There have been numerous films exploring the various impacts reverberating from the 9/11 terrorist attacks, but The Reluctant Fundamentalist, directed by Mira Nair, adopts a different, more internally-driven perspective. Based on the novel of the same name, with a screenplay written by Mohsin Hamid, Ami Boghani and William Wheeler, the film focusses on one man’s attempt to grapple with his cultural identity in a post-9/11 world.
The film opens with an American professor being abducted in Lahore, Pakistan. The race to find him is the backdrop for an interview conducted by Bobby (Liev Schreiber), a journalist harbouring more clandestine motives, with Changez (Riz Ahmed), a university professor whom he suspects as having knowledge of the abduction. However, Changez insists that he tell his story in its entirety. Raised in Pakistan, Changez moves to America to obtain his education and eventually working in a prominent New York corporate firm as a protégé to Jim (Kiefer Sutherland). He also meets Erica (Kate Hudson), an artistic, free-spirited woman, and the two begin a passionate, though strained, relationship.
Following the 9/11 terrorist attacks, Changez is exposed and subjected to a heightened and previously unexperienced xenophobia. He begins to re-evaluate his proclaimed ‘love for America’ and his broader cultural identity. As the conversation between Bobby and Changez builds momentum and tension, Nair is adept at prolonging the ambiguity surrounding Changez’ allegiances, and this propels the narrative forward.
The performances are fine throughout. Hudson is charismatic as a woman hampered by a past relationship, and Sutherland effectively plays a candid corporate mentor. However, it is Ahmed’s performance that elevates the film.
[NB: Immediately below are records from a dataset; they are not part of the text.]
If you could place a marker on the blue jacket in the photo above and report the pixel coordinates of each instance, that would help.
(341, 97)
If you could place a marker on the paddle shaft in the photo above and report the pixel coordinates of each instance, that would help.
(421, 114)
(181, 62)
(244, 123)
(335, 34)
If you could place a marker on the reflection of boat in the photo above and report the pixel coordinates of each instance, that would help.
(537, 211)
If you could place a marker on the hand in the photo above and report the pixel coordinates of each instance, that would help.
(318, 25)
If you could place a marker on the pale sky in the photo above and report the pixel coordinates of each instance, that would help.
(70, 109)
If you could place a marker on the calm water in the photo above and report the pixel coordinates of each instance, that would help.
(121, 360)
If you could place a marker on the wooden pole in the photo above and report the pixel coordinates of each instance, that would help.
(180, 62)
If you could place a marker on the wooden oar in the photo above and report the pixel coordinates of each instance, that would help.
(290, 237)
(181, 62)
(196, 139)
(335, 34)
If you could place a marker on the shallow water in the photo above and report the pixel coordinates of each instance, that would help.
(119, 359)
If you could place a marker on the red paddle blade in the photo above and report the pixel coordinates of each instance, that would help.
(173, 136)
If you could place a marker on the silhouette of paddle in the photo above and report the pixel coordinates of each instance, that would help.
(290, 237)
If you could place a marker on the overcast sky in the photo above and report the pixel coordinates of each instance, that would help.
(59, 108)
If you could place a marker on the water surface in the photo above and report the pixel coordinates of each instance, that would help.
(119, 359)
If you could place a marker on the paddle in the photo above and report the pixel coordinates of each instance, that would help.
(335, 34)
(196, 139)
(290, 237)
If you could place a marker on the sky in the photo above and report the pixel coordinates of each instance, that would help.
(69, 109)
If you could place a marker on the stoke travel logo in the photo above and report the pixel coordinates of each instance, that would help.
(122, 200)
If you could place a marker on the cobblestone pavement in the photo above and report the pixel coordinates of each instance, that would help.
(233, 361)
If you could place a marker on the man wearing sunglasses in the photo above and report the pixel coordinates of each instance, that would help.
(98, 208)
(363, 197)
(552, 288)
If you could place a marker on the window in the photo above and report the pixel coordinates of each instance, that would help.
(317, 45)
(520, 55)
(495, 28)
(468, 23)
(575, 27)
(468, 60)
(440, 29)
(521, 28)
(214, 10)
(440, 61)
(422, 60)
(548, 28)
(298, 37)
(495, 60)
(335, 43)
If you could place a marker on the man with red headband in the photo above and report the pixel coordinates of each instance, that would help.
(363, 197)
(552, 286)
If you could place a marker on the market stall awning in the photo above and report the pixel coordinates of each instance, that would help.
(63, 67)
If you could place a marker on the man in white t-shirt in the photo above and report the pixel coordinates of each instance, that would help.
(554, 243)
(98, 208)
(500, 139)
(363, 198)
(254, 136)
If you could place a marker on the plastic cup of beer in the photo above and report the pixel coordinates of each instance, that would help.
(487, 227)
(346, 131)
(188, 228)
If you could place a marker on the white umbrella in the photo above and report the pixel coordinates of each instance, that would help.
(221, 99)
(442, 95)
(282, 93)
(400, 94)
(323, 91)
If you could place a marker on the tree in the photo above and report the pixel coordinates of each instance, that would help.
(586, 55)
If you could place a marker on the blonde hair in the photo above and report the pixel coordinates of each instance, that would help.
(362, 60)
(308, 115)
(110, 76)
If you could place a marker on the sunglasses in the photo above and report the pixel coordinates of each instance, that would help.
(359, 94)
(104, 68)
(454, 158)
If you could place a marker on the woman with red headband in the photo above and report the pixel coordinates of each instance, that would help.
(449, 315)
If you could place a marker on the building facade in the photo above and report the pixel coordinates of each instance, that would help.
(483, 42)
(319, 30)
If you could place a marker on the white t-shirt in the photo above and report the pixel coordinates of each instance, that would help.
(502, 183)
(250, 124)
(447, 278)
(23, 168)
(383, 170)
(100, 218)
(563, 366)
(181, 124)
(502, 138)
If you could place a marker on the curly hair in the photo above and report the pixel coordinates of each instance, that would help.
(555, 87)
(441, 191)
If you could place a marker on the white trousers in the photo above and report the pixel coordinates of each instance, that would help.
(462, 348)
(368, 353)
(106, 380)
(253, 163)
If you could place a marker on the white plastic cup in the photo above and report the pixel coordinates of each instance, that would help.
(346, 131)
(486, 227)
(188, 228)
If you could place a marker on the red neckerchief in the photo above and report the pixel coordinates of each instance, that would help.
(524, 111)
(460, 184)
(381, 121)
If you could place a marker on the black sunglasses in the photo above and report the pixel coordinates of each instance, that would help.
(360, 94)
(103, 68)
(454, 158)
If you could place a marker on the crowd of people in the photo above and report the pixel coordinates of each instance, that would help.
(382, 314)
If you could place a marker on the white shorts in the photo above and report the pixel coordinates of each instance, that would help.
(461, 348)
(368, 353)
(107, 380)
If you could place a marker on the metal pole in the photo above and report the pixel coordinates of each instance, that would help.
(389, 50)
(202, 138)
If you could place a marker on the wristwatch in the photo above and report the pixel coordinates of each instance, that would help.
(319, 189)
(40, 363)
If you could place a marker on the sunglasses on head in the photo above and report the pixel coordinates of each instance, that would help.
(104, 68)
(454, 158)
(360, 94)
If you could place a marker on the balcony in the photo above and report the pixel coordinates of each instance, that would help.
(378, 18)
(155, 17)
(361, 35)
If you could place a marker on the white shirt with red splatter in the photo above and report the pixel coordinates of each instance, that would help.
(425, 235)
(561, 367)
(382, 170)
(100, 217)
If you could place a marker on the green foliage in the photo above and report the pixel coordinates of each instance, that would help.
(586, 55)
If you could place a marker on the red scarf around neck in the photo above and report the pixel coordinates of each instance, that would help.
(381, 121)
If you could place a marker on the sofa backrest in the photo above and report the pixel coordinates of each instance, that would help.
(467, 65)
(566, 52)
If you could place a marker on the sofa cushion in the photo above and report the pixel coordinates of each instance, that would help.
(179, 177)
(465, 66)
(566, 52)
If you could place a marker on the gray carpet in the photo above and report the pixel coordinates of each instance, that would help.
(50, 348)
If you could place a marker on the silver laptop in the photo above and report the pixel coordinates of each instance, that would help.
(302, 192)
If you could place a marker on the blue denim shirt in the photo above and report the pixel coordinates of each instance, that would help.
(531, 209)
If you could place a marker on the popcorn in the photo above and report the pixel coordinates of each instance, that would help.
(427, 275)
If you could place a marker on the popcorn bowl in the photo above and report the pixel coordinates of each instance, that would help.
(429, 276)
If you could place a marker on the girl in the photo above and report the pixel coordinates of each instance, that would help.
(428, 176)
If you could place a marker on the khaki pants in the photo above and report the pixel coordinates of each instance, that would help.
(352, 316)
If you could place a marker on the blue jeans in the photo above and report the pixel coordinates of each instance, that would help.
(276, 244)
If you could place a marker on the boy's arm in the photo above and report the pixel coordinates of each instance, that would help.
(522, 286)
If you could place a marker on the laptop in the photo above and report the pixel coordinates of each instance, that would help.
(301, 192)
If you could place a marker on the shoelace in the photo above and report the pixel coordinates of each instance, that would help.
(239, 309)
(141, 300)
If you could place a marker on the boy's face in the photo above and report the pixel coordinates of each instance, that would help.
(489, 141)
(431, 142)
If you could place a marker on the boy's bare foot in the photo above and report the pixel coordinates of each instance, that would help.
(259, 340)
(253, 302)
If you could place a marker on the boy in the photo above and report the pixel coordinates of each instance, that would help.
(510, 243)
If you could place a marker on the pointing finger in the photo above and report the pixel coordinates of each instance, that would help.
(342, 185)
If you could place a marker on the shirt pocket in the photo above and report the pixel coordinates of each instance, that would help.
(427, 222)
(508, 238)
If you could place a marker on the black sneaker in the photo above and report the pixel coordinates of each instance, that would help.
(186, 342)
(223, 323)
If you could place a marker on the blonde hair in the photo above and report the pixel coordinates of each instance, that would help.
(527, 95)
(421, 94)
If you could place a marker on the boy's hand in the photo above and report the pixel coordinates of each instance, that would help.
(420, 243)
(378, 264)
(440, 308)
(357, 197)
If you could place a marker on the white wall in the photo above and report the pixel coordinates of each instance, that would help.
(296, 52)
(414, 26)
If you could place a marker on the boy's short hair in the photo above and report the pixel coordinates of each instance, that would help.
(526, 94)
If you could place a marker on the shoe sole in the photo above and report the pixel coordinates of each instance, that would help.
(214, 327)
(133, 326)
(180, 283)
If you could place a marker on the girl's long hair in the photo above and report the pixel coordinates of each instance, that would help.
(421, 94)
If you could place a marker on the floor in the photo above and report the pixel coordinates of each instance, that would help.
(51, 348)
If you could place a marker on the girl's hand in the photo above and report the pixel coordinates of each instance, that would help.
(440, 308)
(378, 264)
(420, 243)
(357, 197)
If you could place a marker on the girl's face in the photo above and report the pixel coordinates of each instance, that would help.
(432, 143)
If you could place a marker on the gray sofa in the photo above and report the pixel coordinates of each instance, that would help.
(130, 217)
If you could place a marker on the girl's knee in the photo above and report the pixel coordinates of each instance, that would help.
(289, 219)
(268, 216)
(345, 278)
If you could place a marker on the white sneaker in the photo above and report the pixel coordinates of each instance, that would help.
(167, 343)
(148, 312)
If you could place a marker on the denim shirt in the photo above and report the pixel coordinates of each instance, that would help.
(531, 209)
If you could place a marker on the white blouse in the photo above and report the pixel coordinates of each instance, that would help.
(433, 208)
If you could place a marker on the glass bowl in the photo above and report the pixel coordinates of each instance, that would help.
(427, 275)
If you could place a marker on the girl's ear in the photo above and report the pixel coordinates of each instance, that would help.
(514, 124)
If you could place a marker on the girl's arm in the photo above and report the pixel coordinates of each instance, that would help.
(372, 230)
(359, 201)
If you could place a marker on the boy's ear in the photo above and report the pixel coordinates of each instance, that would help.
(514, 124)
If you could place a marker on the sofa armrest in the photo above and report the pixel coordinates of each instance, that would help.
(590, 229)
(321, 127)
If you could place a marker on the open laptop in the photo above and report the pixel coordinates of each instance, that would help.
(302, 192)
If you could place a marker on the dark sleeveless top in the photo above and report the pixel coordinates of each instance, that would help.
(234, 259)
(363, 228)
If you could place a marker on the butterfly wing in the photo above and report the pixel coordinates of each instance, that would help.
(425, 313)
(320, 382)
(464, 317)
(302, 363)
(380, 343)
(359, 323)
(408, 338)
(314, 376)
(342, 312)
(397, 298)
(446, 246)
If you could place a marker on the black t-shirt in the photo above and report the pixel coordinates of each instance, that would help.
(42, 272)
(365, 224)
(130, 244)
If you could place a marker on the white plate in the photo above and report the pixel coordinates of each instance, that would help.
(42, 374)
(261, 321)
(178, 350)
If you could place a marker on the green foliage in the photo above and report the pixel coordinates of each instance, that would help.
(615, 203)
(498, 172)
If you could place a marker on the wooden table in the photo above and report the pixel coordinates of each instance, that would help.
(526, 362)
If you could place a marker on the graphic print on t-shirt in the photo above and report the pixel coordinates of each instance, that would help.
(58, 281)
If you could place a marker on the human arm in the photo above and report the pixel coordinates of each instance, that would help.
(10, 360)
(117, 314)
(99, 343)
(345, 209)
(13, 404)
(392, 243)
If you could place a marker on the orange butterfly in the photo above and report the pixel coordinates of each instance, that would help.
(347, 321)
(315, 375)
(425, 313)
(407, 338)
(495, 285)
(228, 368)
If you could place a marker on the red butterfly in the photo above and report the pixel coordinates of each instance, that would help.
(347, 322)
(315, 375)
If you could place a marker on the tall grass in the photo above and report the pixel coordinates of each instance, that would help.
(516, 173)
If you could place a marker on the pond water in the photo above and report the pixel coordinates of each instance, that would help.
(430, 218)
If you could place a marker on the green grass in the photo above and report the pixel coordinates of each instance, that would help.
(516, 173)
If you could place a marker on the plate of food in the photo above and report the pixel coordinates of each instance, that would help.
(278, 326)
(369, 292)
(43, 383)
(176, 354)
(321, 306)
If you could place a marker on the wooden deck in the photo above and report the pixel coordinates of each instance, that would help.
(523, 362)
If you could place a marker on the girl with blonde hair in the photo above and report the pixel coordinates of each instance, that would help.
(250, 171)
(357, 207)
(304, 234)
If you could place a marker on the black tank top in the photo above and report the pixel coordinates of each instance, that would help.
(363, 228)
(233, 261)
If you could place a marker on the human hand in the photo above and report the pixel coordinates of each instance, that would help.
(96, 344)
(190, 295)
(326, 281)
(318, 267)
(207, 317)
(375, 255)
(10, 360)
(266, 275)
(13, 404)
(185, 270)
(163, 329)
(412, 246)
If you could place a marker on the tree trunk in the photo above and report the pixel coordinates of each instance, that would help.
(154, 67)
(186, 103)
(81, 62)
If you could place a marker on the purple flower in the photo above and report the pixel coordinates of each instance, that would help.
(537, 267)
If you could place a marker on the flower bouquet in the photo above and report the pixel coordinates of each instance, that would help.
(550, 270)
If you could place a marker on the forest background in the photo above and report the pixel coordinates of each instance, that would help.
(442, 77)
He manages to imbue Changez’ ambivalence and struggle to reconcile different strands of thought with a progressively strained demeanour in the flashbacks, whilst being subtle and composed in his conversation with Bobby.
Where The Reluctant Fundamentalist is not as successful is in investing the search for the abducted professor with as much tension and suspense as the gradual unpacking of Changez’ past. Instead, the ‘thrills’ are to be had in watching the conversation progress. In this respect, the film is less successful as a political thriller and more devoted to exploring ideas about the adequacy of fundamentalist philosophies and the difficulties in reconciling different cultural influences into a tenable political, and personal, position. Ultimately, this film is compelling because it is a richly engaging character study set amidst the chaos of a post-9/11 world.
The Reluctant Fundamentalist is in Australian cinemas from 23 May through Rialto Distribution.